Obesity 2024 April 11
OBJECTIVE: The objective of this study was to investigate body composition changes with weight cycling (WC) among adult C57BL/6J mice with diet-induced obesity.

METHODS: A total of 555 single-housed mice were fed a high-fat diet ad libitum (AL) from 8 to 43 weeks of age. The 200 heaviest mice of each sex were randomized to the following four groups: ever obese (EO, continued AL feeding); obese weight loser (OWL, calorie-restricted); obese weight loser moderate (OWLM, body weight halfway between EO and OWL); and WC (diet restricted to OWL followed by AL refeeding cycles). Body weight and composition data were collected. Linear regression was used to calculate residuals between predicted and observed fat mass. Linear mixed models were used to compare diet groups.
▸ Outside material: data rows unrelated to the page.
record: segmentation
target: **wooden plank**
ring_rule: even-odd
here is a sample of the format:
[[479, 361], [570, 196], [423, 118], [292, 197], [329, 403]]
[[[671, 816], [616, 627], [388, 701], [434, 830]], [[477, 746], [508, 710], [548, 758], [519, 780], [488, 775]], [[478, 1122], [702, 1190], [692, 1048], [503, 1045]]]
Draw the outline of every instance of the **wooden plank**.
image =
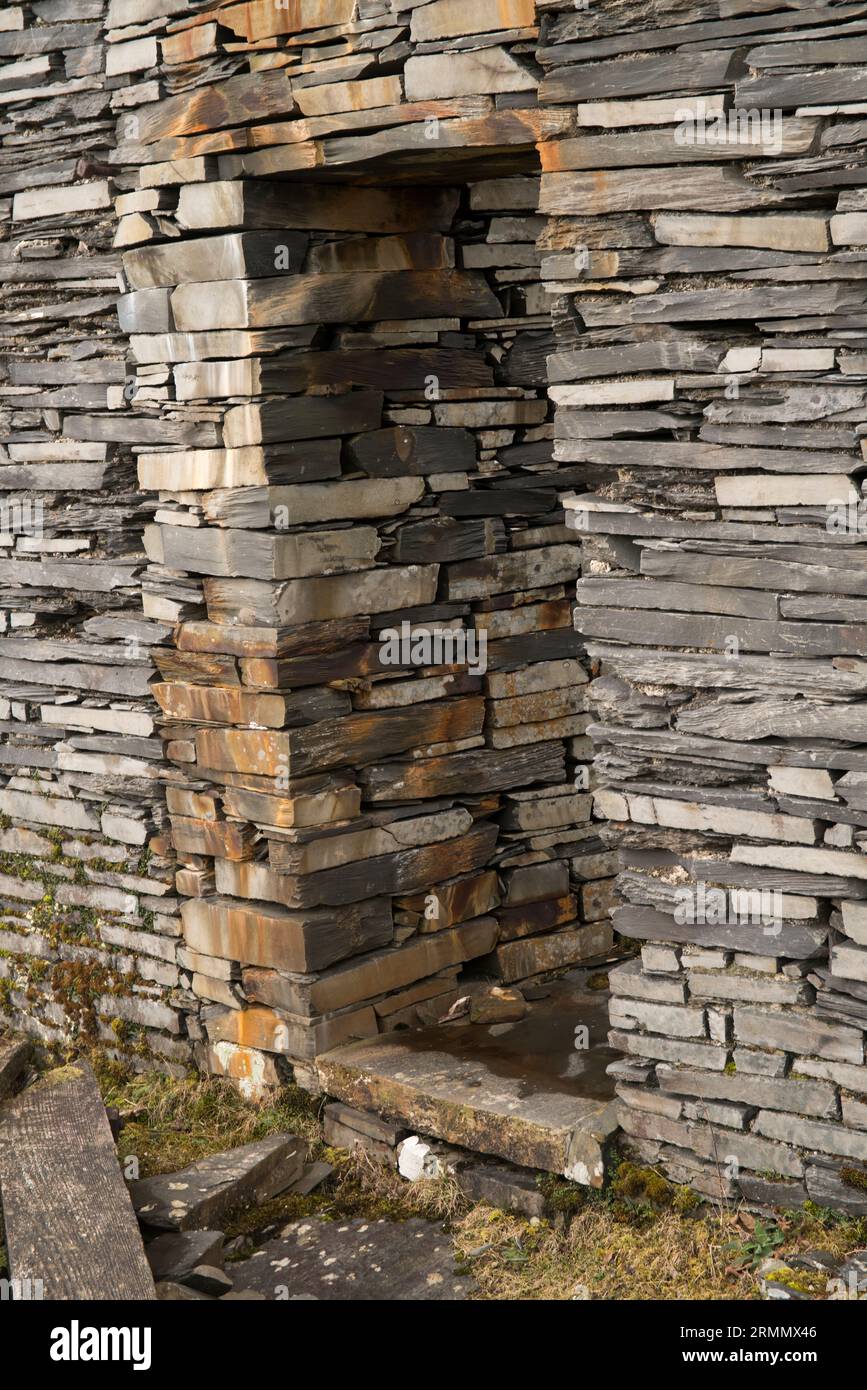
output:
[[154, 1299], [96, 1080], [61, 1067], [0, 1110], [0, 1191], [13, 1279], [46, 1299]]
RESULTS: Although weight loss and regain resulted in changes in body weight and composition, fat mass, body weight, and relative body fat were not significantly greater for the WC group compared with the EO group. During long-term calorie restriction, males (but not females) in the OWLM group remained relatively fatter than the EO group.

CONCLUSIONS: WC did not increase body weight or relative fat mass for middle-aged, high-fat diet-fed adult mice. However, long-term moderate calorie restriction resulted in lower body weight but greater "relative" fat in male mice.